Algarve, Portugal: Bispo desafiou novo padre e diáconos permanentes a construir «unidade» na Igreja Católica

O bispo do Algarve, D. Manuel Quintas, presidiu este domingo à ordenação de um sacerdote e quatro diáconos permanentes, que desafiou a trabalhar pela “edificação da unidade e da comunhão” na Igreja Católica.
“Nenhum diácono ou presbítero pode aproveitar-se do se ministério para apresentar a sua verdade, mas sim a verdade de Deus”, apontou o responsável, na homilia da celebração que decorreu na igreja de São Pedro do Mar, Quarteira.
“A credibilidade dos cristãos, em geral, e dos ministros da Igreja, em particular, depende da sua fidelidade ao Evangelho, que anunciam e da autenticidade no seu testemunho de Cristo”, acrescentou D. Manuel Quintas.
O prelado destacou a importância da “escuta” na vida da fé dos “ministros da Palavra”, particularmente no atual Ano Missionário que se vive em Portugal
“Ser ministros da Palavra, significa, antes do mais, uma dupla exigência: de a escutar como crentes, e de a assumir e anunciar, como suas testemunhas”, precisou.

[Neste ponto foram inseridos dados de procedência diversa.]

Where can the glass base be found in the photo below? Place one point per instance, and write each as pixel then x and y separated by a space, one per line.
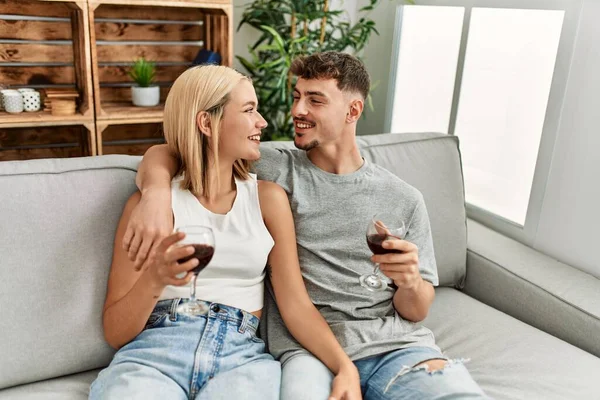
pixel 372 282
pixel 192 308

Engenheiro civil de formação, António Moitinho de Almeida, da Paróquia de Santa Maria de Tavira, foi ordenado presbítero; com 32 anos de idade, está a estagiar nas Paróquias de Estoi e Santa Bárbara de Nexe.
Os diáconos permanentes são: António Valério Costa e João Pontes dos Santos, da Paróquia matriz de Portimão; João Chaves dos Santos, da Paróquia de Olhão; e Nuno Francisco, da Paróquia da Mexilhoeira Grande.
Os novos diáconos permanentes foram instituídos no ministério dos acólitos em novembro de 2018, depois de terem frequentado o Curso Básico de Teologia para agentes de pastoral realizado pela Diocese do Algarve, no seu Centro de Estudos e Formação de Leigos do Algarve (CEFLA), de 2015 até 2018.
“É um serviço da Igreja e para a Igreja e, através dela, para o mundo”, referiu D. D. Manuel Quintas, convidando a comunidade católica a não ver neste ministério uma espécie de “prémio”.
No final da Missa, o bispo do Algarve manifestou a alegria de toda a diocese, por este “dom” dos novos diáconos e do novo sacerdote.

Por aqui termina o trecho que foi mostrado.